Les jeunes amant Belgien, Frankreich 2021 – 115min.

Filmkritik

Gefangen in einer verbotenen Romanze

Emma Raposo
Filmkritik: Emma Raposo

In «Les jeunes amants» behandelt die französische Regisseurin Carine Tardieu ein Thema, das im Kino kaum erzählt wird: eine Liebesgeschichte zwischen einem Mann und einer viel älteren Frau. Um diese Romanze der anderen Art zum Leben zu erwecken, schlüpfen Fanny Ardant und Melvil Poupaud mit nuanciertem und subtilem Spiel in die Rolle der verbotenen Liebenden.

Als der verheiratete 40-jährige Pierre (Melvil Poupaud) und die 71-jährige pensionierte Architektin Shauna (Fanny Ardant) sich kennenlernen, steht diese kurz davor, ihre beste Freundin im Krankenhaus zu verlieren. Pierre, der Arzt der Sterbenden und Freund von Georges (Sharif Andoura), dem Sohn der Patientin, verliebt sich sofort in Shauna.

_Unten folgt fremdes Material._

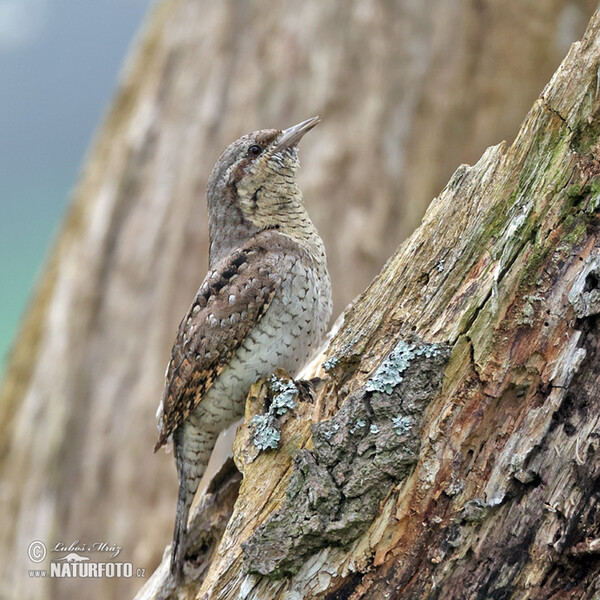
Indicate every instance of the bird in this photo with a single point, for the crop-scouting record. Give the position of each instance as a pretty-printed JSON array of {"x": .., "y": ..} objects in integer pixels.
[{"x": 264, "y": 304}]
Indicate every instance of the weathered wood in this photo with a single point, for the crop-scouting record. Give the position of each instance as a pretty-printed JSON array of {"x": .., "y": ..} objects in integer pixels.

Erst 15 Jahre später kreuzen sich die Wege von Pierre und Shauna erneut. Als Pierre sich bereit erklärt, Georges nach Irland in dessen Ferienhaus zu begleiten, trifft er dort auf Shauna, die regelmässig zur Erholung in diese abgelegene Gegend kommt. Pierre erkennt sie sofort. Shauna fällt es schwer, sich an den Mann zu erinnern, den sie vor einigen Jahren eines Nachts in den kargen Fluren eines Krankenhauses kennengelernt hat. Doch sofort kehrt die Vertrautheit zurück und die Zweideutigkeit nimmt zu. Von diesem Moment an werden die Gefühle der beiden immer stärker und führen schliesslich zu einer Affäre.

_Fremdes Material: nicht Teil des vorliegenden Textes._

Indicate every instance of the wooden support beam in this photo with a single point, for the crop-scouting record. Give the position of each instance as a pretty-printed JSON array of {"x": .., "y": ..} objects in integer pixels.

Auf den ersten Blick erzählt der Film eine ganz banale Geschichte über einen Betrug, auf den zweiten Blick ist es jedoch eine ungewöhnliche Liebesgeschichte. Und das Zitat «Liebe kennt kein Alter» entfaltet seine volle Bedeutung. Carine Tardieu spricht ein Thema an, das auf der grossen Leinwand kaum behandelt wird, da es in unserer Gesellschaft immer noch ein Tabu ist. Der vierte Spielfilm der Regisseurin stellt atypische Liebende in den Mittelpunkt: einen Mann, der eine ältere Frau liebt. Viel älter, denn es geht nicht um ein paar zehn Jahre, sondern um einen Altersunterschied von 30 Jahren. Auch wenn es niemanden schockiert, wenn ein Mann mit einer viel jüngeren Frau zusammen ist, bleibt das Gegenteil bis heute eine schwer vorstellbare Wahrheit in einer Gesellschaft, in der Frauen mehr als alle anderen unter dem Diktat des Jungseins stehen. Noch schwieriger zu begreifen ist vielleicht die Sexualität der Älteren. Das Leben in all seinen Facetten endet nicht mit dem Rentenalter.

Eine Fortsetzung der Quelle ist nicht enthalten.